# Artifical Neural Networks & Deep Learning
# Homework 2 - Image Segmentation
# Selected subset : Bipbip - Haricot

**Developement Team:**
- Acquati Marco - 10583134 
- Brugali Giorgio - 10794550
- Puoti Francesco - 10595640 


# *1. Data acquisition and augmentation*
> We decided to tile images in 256 x 256 sub_images. Thus, for each image in the dataSet, we extracted 48 sub_images.
Then, we decided to manage by ourselfs data augmentation:
- Each image of the dataset is included resized;
- For each tile previously extracted, it's applied either random-angle rotation or vertical flip or horizontal flip. Obviously, for the tiles who are composed by only black pixels, the data augmentation is not applied, so that we do not run out of ram.

> Further information about this topic has been issued with annotations as the code flows down, to better clarify the correspondence between the explanations and the code snippets 

> **1.1. MaskCleaner**
>> It's noteworthy the mask acquisition. In fact, we used the maskCleaner function. Masks are loaded in grey scale mode, then noises are deleted with the aforementioned function. The resulting masks are composed by pixels with values in {0, 1, 2} (one value for each class).



# *2. Model overview*


> **2.1. The Network**
>> We based our model on the U-Net. It's composed by 7 convBlock. Each of the latters consists of two convolutional layer. The filters number starts from 64 and it's subsequently duplicated until 512, that is the bottleneck of our net. We tried also with 1024 but we figured out that the 512 U-net is less prone to noise effects.
Regarding the upsampling, we opted for a transpose convolutional instead of normal UpSampling, to leverage the fact that the Transpose Convolutional layer learns how to fill in details during the model training process.
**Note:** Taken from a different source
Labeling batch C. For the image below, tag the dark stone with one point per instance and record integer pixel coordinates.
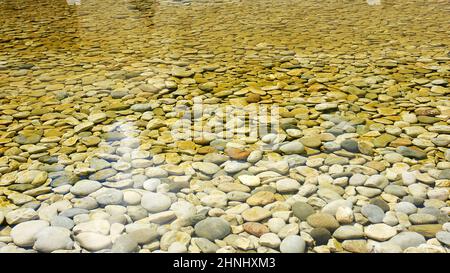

> **2.2. Classification and Prediction process**
>> As output layer, we used a Convolutional one that classifies by means of the softmax activation function. since we crop the images before of feeding them into the network, after the prediction, we reconstruct the mask, taking 48 subimages at once.

> **2.3. Optimizer & LossFunction** 
>> - Adam, with a starting learning rate of 1e-3 and amsgrad = True to have an adaptive learning rate, so as to prevent the network from being stuck on a suboptimal solution.
>> - Loss function : Sparse Categorical Crossentropy.

> **2.4. Metrics** 
>> As metric, we chose the MeanIoU of Keras, but we gave a weight for each class:
- weight = 1 for both crop and weed;
- weight = 0.3 for the background.

> **2.5. Further information about the implemention process**
>> No EarlyStopping has been used in the final model as, after some trials, such model got stopped even though the learning process would have subsequently led to noteworthy improvements.

>> With regard to the checkpoints, we initially implemented them but, the more the network was becoming complex, the bigger was the space occupied on the HDD.
Therefore, we need to avoid to use checkpoint, otherwise HDD space on kaggle as well as colab would have ran out of memory.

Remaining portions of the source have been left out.